Howard writes that Finland suffered defeat, in spite of inflicting heavy casualties on the Russians.
True, as a result of the war Russia did claim about 10 per cent of Finland’s territory. But do let’s agree on the terms. In military terms, victory means fulfilling the original objectives, not 10 per cent of them.
Since Stalin’s objective wasn’t pushing the Soviet border away from Leningrad (as he and now Howard claimed), but incorporating Finland into the Soviet Union, the Red Army suffered a crushing defeat. Stalin was incensed, and he continued the fine Russian tradition going back to Ivan the Terrible by executing all of his own returning POWs.
Still, why did he agree to a ceasefire? The Finns had been fighting heroically and brilliantly, but towards the end of winter, 1940, they had run out of steam. The people were exhausted, the army was bleeding to death and running out of essential supplies.

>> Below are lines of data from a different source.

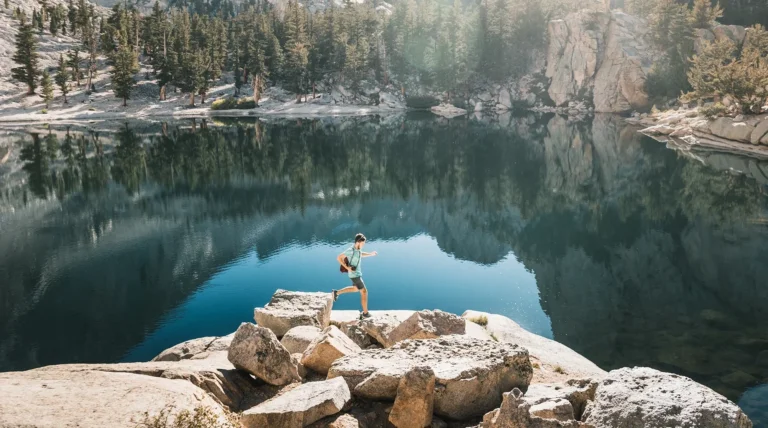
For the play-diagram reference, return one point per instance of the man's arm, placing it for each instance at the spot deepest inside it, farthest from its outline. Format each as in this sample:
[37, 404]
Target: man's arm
[340, 259]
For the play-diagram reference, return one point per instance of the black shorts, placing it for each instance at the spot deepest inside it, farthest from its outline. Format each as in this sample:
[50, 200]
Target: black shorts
[358, 282]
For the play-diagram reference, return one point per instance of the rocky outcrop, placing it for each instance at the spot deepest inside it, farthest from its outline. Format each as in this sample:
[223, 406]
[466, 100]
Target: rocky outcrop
[256, 350]
[326, 348]
[58, 396]
[289, 309]
[548, 353]
[599, 56]
[195, 348]
[470, 374]
[516, 412]
[300, 406]
[644, 397]
[297, 339]
[415, 399]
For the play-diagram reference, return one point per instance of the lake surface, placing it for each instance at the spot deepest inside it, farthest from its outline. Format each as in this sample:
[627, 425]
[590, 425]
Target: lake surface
[118, 243]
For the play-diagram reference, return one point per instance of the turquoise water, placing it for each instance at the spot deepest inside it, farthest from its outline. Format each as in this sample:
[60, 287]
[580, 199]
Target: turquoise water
[116, 243]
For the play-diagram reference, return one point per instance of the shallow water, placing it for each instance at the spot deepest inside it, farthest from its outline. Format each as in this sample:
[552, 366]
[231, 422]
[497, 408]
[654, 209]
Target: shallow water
[116, 244]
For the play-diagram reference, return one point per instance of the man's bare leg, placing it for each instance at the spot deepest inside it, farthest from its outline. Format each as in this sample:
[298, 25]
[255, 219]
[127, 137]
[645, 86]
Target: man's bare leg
[364, 299]
[350, 289]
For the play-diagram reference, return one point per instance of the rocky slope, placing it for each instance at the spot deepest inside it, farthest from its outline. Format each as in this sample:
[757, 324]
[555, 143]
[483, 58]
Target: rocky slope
[475, 371]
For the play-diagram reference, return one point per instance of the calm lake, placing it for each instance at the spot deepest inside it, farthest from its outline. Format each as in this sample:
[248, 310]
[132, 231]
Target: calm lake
[117, 243]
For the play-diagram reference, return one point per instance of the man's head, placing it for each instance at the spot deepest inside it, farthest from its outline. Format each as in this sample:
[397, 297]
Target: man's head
[359, 241]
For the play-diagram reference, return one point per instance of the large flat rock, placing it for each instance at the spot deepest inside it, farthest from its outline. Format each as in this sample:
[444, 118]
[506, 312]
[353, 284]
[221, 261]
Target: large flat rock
[300, 406]
[549, 353]
[257, 351]
[289, 309]
[471, 374]
[61, 397]
[642, 397]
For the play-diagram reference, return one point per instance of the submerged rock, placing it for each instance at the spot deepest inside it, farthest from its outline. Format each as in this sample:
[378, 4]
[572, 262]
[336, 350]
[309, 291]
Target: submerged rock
[256, 350]
[471, 374]
[415, 399]
[300, 406]
[644, 397]
[326, 348]
[195, 348]
[289, 309]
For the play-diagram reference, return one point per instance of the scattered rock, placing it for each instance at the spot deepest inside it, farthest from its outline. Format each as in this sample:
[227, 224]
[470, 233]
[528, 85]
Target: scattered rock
[256, 350]
[640, 397]
[354, 331]
[448, 111]
[415, 399]
[326, 348]
[725, 127]
[761, 130]
[289, 309]
[515, 411]
[471, 374]
[297, 339]
[300, 406]
[195, 348]
[428, 325]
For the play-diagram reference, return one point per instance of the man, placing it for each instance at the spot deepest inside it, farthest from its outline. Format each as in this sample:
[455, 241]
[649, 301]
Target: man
[350, 260]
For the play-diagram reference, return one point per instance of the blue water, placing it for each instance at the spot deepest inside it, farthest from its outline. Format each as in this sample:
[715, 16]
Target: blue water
[120, 242]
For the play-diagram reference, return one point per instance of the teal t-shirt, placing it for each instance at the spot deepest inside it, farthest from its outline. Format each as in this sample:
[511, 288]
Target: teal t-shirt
[355, 257]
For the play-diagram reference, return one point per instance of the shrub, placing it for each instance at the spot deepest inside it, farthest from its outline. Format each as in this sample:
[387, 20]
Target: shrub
[479, 320]
[200, 417]
[421, 102]
[715, 110]
[720, 70]
[226, 103]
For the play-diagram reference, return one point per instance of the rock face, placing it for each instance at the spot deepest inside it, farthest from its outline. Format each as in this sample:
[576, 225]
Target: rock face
[471, 374]
[602, 56]
[289, 309]
[58, 396]
[195, 348]
[256, 350]
[547, 351]
[725, 127]
[516, 412]
[620, 80]
[572, 58]
[389, 330]
[297, 339]
[415, 399]
[300, 406]
[644, 397]
[326, 348]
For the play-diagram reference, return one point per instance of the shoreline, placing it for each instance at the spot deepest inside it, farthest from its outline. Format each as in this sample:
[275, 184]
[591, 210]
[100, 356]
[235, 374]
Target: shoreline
[303, 364]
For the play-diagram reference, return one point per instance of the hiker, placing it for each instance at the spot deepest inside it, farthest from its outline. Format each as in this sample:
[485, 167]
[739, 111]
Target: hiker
[350, 263]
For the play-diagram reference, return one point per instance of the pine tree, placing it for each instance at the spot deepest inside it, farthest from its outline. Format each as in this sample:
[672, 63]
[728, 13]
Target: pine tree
[73, 62]
[26, 57]
[122, 72]
[61, 78]
[47, 88]
[703, 13]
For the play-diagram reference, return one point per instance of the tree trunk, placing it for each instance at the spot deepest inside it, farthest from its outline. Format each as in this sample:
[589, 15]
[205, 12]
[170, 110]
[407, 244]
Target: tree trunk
[256, 89]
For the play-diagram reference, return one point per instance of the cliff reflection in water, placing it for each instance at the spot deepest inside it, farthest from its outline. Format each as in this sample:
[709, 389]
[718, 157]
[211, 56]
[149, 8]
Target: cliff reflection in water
[641, 256]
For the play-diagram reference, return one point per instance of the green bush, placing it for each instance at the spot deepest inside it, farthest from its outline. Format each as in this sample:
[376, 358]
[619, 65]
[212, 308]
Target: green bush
[230, 103]
[715, 110]
[422, 102]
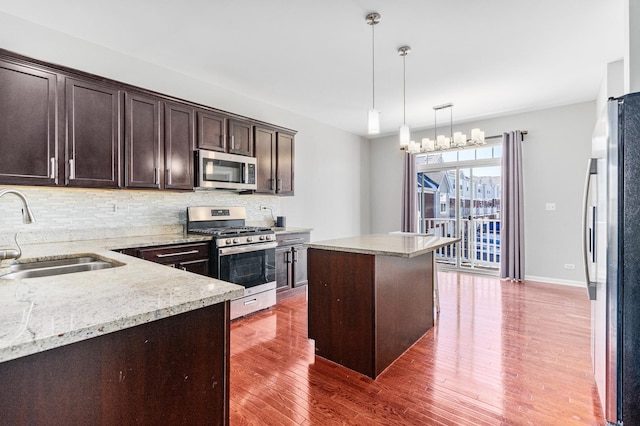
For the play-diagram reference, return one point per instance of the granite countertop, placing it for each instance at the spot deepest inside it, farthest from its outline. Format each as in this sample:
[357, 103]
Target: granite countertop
[395, 244]
[290, 230]
[37, 314]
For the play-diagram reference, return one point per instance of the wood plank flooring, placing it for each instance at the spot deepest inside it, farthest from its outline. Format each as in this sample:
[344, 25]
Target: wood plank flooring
[501, 353]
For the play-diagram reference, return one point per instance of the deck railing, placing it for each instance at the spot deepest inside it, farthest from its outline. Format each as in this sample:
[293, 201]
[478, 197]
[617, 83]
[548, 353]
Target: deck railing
[479, 241]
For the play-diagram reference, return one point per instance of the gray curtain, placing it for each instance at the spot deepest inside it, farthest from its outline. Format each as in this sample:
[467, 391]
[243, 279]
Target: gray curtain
[512, 232]
[409, 195]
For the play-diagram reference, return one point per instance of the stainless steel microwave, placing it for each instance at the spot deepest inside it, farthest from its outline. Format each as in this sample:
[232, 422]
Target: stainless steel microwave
[219, 170]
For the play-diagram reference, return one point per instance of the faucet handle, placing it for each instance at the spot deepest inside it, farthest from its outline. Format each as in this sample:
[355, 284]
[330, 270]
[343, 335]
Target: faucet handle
[9, 253]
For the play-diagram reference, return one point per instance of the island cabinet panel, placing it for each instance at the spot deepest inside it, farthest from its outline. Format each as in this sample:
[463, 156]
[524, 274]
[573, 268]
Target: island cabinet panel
[28, 137]
[170, 371]
[94, 127]
[143, 141]
[340, 308]
[365, 310]
[178, 146]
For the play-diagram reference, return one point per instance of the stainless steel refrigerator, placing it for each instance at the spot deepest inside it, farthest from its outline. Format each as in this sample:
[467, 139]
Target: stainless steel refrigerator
[612, 258]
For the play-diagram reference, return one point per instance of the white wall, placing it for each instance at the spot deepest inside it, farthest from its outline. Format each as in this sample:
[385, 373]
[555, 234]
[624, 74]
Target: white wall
[328, 179]
[555, 157]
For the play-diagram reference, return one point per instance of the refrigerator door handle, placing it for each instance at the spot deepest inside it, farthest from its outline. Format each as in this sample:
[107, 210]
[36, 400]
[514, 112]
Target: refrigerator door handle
[588, 243]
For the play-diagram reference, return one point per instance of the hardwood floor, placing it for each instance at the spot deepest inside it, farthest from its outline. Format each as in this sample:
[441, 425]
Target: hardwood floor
[500, 353]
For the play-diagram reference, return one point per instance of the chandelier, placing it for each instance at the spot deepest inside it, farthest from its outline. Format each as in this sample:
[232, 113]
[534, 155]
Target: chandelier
[442, 142]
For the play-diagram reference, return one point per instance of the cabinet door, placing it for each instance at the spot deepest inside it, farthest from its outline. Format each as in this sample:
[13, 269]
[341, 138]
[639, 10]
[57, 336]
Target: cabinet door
[142, 141]
[284, 164]
[211, 131]
[241, 137]
[28, 137]
[265, 152]
[178, 146]
[299, 266]
[94, 115]
[283, 269]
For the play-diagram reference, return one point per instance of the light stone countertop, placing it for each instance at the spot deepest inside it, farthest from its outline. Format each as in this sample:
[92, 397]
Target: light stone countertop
[394, 244]
[37, 314]
[291, 230]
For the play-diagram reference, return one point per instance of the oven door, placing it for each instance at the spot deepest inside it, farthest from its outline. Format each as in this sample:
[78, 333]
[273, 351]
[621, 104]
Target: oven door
[252, 266]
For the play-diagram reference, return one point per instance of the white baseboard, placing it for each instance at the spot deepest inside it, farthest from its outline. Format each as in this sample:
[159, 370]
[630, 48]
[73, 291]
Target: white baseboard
[556, 281]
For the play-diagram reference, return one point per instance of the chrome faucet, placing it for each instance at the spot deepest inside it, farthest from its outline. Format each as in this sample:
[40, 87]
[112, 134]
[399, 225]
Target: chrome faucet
[27, 217]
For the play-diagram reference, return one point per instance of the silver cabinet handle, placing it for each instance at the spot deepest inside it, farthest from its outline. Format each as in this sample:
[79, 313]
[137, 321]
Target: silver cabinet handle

Why then, having suffered horrendous losses, did Stalin agree to take merely a patch of Finland’s territory? It wasn’t just the casualties – the Russians tend not to care about such details.

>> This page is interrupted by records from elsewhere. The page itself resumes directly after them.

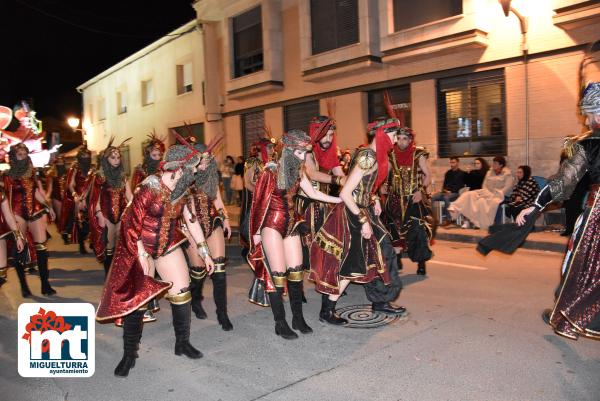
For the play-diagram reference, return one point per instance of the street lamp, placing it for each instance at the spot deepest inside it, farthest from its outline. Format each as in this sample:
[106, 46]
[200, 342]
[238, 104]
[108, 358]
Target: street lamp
[508, 8]
[73, 123]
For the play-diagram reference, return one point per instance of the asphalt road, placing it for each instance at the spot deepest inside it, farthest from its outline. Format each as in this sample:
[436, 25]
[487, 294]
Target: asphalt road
[473, 333]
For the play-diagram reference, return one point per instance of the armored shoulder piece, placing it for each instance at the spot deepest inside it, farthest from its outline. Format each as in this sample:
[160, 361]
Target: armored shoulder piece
[366, 159]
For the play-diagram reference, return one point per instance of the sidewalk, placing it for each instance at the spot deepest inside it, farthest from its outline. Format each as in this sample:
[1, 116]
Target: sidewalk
[541, 239]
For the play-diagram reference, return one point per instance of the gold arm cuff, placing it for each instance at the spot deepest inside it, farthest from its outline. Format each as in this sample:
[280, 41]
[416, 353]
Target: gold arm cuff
[219, 268]
[279, 281]
[223, 213]
[180, 299]
[203, 249]
[295, 276]
[18, 235]
[197, 274]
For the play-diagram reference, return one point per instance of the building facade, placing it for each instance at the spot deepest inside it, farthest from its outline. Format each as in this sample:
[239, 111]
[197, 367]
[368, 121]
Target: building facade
[154, 90]
[471, 80]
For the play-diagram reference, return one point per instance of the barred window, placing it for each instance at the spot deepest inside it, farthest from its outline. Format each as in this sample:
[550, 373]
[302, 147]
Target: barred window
[472, 115]
[334, 24]
[400, 97]
[409, 13]
[247, 42]
[253, 125]
[298, 116]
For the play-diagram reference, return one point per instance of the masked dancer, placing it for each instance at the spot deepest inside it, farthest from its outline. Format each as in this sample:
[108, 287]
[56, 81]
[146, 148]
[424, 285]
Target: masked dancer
[27, 201]
[109, 194]
[9, 230]
[150, 234]
[55, 188]
[276, 253]
[576, 310]
[214, 220]
[74, 219]
[262, 152]
[352, 244]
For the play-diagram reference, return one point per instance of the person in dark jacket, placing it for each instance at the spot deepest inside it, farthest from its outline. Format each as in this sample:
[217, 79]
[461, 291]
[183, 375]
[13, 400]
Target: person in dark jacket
[454, 180]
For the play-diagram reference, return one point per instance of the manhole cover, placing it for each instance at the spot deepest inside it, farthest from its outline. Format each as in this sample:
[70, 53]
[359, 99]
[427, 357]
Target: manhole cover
[362, 317]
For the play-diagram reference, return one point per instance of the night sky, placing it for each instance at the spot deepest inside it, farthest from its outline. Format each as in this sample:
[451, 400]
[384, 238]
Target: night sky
[51, 46]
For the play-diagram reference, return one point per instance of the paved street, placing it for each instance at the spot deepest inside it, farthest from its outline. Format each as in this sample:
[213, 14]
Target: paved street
[473, 333]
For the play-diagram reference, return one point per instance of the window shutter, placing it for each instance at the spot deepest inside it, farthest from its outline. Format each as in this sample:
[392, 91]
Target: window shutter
[410, 13]
[400, 97]
[472, 115]
[298, 116]
[253, 125]
[334, 24]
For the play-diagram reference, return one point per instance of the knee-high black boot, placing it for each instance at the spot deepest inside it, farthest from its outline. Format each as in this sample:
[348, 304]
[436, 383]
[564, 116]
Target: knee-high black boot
[132, 332]
[219, 278]
[328, 314]
[281, 327]
[25, 292]
[295, 276]
[107, 260]
[42, 255]
[421, 268]
[182, 313]
[197, 277]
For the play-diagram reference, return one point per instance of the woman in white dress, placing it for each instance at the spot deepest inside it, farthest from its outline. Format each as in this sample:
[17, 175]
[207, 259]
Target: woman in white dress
[480, 206]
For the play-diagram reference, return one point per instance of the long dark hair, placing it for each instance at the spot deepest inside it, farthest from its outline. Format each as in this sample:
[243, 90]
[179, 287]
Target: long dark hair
[484, 165]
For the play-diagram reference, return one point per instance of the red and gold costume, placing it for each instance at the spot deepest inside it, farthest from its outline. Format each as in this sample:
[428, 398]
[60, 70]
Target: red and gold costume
[409, 223]
[153, 219]
[273, 208]
[21, 196]
[112, 204]
[82, 186]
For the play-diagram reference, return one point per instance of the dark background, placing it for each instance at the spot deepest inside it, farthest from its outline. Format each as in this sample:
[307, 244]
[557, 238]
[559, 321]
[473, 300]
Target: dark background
[49, 47]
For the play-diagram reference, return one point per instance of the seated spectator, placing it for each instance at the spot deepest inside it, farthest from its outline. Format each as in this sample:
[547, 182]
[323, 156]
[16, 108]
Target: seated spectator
[480, 206]
[474, 178]
[454, 180]
[524, 192]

But the Red Army had been made to look ridiculous in the eyes of the world. And the Soviet Union had been expelled from the League of Nations, meaning Stalin had failed to fool anyone into thinking he was anything but a diabolical aggressor.
At that time, the Red Army could redeem itself by indeed occupying all of Finland. Why didn’t it?
Here Howard misleads his readers again: “Exhausted Finland had been forced to fight without the assistance of Britain and France – who were already at war with Germany.”
In spite of being at war with Germany, Britain still managed to send some volunteers, mostly pilots, to fight with the Finns. But that was just a token gesture.
However, another gesture came with the force of a sabre cut. HMG communicated to the Kremlin that, unless the Russians stopped their advance, the RAF would take out the Baku oilfields by an air raid from its Iraqi base at Mosul.
Apparently, by way of illustration, the British sent Stalin a documentary film about the everyday life of British aircrews in Iraq. Suddenly the documentary footage was interrupted by an animated sequence showing a dotted line on the map, starting at Mosul and going dot-dot-dot all the way to Baku. Stalin got the message and called a halt.
None of this means that parallels can’t be drawn between the on-going monstrosity and the Winter War. Yet if such parallel lines start at ignorance, they end up at misinformation. Which seems to be the stock in trade of our press nowadays.